UNITED NATIONS President Bush, who once expressed disdain for the United Nations, said Tuesday that multinational organizations are now "needed more urgently than ever" to combat terrorists and extremists who are threatening world order.
In his eighth and final speech to the U.N. General Assembly, Bush said the international community must stand firm against the nuclear ambitions of North Korea and Iran. He said that despite past disagreements over the U.S.-led war in Iraq, members of the U.N. must unite to help the struggling democracy succeed. And he scolded Russia for invading neighboring Georgia, calling it a violation of the U.N. charter.
"The United Nations' charter sets forth the equal rights of nations large and small," he said. "Russia's invasion of Georgia was a violation of those words."
Bush called on the international community to rally behind young democracies like Georgia.
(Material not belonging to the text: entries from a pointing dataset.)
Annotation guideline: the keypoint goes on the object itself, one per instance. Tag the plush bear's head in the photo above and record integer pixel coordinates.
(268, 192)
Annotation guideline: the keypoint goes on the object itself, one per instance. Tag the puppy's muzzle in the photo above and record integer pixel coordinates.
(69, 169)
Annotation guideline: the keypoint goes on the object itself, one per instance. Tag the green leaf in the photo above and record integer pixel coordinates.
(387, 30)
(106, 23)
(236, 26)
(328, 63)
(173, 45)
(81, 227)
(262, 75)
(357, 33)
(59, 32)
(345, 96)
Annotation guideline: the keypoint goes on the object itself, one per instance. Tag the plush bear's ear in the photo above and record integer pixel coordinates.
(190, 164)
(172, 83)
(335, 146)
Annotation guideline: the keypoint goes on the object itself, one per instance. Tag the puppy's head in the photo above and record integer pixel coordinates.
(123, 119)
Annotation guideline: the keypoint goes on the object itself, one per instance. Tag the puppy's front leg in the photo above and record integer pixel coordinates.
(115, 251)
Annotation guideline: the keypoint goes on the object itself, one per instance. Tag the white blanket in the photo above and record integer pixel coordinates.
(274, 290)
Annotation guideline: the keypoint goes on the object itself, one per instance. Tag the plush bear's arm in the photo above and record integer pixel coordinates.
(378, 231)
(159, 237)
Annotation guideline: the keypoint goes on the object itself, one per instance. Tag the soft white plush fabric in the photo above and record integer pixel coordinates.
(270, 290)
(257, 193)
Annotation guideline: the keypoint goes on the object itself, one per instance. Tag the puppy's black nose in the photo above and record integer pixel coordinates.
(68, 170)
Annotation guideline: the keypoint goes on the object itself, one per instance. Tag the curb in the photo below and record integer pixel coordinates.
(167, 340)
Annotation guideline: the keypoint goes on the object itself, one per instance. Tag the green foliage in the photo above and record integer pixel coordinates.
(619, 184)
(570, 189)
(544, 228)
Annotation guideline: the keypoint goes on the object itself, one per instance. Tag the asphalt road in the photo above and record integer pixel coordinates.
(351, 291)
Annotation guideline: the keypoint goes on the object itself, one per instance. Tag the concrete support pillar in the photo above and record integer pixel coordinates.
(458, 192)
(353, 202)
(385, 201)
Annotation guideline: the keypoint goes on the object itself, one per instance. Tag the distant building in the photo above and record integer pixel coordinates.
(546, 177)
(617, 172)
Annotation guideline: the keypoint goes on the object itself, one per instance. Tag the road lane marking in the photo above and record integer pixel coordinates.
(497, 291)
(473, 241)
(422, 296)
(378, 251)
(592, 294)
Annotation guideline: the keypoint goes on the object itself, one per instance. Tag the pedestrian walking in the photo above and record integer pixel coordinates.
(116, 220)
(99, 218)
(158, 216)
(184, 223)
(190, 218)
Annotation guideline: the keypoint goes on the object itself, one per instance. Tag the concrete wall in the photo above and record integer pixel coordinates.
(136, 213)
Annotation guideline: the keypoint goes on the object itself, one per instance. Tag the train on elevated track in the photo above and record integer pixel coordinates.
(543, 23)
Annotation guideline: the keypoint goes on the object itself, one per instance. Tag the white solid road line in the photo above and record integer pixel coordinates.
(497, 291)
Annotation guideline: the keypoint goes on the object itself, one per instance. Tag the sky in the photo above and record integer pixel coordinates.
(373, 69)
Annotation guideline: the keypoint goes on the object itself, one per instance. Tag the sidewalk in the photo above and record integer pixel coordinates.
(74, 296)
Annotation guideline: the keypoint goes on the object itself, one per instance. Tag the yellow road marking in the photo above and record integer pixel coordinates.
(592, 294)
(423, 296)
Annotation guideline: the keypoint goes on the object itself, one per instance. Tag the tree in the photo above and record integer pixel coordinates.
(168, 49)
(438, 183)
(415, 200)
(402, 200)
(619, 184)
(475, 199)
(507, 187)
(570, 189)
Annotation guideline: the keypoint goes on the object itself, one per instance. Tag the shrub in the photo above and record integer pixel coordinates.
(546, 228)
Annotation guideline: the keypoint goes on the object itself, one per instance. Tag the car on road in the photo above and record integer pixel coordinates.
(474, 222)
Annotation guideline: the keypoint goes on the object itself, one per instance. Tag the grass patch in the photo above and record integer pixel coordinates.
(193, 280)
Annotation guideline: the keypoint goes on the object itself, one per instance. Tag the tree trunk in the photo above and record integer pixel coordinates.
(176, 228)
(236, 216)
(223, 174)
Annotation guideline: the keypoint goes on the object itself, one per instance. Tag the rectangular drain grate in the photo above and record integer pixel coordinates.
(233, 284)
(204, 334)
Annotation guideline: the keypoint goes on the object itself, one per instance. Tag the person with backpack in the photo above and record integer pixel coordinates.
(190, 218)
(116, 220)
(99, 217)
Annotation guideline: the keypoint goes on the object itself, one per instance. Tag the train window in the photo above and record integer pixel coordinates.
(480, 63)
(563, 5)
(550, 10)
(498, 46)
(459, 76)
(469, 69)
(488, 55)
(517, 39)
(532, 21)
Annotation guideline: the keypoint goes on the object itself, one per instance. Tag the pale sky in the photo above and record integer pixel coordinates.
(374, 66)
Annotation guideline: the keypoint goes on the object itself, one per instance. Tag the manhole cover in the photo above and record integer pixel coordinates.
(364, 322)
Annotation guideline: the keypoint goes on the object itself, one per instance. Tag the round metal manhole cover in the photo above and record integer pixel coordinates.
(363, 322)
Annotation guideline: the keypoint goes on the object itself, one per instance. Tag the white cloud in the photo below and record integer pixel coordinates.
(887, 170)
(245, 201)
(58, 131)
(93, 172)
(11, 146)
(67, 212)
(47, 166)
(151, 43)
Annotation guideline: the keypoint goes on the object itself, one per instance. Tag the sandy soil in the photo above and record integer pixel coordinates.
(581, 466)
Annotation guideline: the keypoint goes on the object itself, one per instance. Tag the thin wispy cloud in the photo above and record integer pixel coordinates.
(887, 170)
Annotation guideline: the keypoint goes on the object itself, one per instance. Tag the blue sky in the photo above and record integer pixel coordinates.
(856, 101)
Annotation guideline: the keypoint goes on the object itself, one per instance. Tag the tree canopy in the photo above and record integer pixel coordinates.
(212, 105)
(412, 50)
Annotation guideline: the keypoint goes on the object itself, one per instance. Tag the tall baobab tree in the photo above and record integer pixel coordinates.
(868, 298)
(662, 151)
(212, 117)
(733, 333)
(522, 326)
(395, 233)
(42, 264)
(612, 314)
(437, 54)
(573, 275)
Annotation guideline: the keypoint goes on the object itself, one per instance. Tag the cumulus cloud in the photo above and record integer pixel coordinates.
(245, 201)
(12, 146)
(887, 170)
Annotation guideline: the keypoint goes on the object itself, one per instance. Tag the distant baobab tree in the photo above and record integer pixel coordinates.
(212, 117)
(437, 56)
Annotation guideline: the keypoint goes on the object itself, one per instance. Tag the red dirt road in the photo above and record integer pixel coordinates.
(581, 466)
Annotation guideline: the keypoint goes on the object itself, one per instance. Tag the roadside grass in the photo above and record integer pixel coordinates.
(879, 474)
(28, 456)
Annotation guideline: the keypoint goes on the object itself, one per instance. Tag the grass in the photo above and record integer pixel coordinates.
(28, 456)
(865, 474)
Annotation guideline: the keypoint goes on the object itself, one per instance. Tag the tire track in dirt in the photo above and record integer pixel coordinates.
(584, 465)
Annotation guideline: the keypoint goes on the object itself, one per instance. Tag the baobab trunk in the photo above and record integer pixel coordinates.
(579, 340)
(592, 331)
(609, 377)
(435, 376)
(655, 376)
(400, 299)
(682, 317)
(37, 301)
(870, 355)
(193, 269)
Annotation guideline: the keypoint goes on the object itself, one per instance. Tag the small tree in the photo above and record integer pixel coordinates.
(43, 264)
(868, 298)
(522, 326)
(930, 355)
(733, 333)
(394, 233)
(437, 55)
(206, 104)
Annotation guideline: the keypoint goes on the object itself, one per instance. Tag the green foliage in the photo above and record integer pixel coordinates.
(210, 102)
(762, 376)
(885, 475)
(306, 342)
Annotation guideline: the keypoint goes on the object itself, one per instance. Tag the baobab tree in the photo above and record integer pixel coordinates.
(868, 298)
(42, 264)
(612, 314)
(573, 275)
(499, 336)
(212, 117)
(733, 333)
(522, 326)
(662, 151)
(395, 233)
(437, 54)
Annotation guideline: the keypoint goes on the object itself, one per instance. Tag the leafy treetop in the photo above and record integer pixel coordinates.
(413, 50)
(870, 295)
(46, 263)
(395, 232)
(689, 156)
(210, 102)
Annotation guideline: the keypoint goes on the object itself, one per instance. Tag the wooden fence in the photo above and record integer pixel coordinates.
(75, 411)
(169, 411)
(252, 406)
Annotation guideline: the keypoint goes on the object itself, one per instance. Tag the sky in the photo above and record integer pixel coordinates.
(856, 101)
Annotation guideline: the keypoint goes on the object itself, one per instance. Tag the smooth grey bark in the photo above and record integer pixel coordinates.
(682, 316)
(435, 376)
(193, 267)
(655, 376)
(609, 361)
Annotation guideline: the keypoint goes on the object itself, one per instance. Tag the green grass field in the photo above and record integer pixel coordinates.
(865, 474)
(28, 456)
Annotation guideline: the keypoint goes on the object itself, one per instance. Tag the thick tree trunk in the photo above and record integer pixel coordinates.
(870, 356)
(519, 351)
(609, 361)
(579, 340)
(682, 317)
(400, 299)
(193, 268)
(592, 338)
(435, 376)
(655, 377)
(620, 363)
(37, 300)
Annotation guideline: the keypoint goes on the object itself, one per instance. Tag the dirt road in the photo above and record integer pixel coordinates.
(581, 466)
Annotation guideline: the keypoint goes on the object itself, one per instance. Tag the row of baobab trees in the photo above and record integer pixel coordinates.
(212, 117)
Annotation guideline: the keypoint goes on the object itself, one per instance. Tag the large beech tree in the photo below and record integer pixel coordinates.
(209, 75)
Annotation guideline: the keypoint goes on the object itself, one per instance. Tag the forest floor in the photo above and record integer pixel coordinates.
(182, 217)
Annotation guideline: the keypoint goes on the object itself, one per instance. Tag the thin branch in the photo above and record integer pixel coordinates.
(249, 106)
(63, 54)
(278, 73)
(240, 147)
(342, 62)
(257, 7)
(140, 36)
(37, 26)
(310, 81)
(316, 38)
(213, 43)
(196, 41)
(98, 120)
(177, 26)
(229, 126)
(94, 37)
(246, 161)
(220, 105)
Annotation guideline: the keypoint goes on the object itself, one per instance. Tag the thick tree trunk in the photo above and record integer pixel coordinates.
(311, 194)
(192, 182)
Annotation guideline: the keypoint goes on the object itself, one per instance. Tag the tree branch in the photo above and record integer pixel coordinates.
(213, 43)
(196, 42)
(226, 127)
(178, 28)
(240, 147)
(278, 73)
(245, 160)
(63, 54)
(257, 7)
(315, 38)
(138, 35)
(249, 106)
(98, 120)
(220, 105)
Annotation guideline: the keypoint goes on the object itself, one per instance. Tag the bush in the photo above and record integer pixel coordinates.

"Democracies around the world are watching to see how we respond to this test," Bush said. "The United States has worked with allies in multilateral institutions, like the European Union and NATO, to uphold Georgia's territorial integrity and provide humanitarian relief. ... In this chamber are representatives of Georgia, and Ukraine, and Lebanon, and Afghanistan, and Liberia, and Iraq, and other brave, young democracies. We admire your courage. We honor your sacrifices. We thank you for your inspiring example."
Bush said that instead of issuing statements and resolutions after terrorist attacks, the U.N. and such organizations must work closely to prevent violence. Every nation has responsibilities to prevent its territory from being used for terrorist, drug trafficking and nuclear proliferation, he said.
Bush, who ordered the U.S.-led invasion of Iraq without the U.N.'s blessing, said: "The United Nations and other multilateral organizations are needed more urgently than ever."
His appearance was overshadowed by the U.S. financial markets crisis that has rippled through world markets. Trying to reassure world leaders that his administration is taking decisive action to stem market turmoil, Bush said he is confident that Congress will act in the "urgent time frame required" to prevent broader problem. But he did not ask other nations to take any specific actions.
The president worked to strike a hopeful tone about the war on terrorism, insisting that while regimes like Syria and Iran continue to sponsor terror, "their numbers are growing fewer, and they're growing more isolated from the world." He called on the U.N. membership to stand united against terrorism and tyranny.
"As the 21st century unfolds, some may be tempted to assume that the threat has receded," Bush said. "This would be comforting. It would be wrong. The terrorists believe time is on their side, so they've made waiting out civilized nations part of their strategy. We must not allow them to succeed."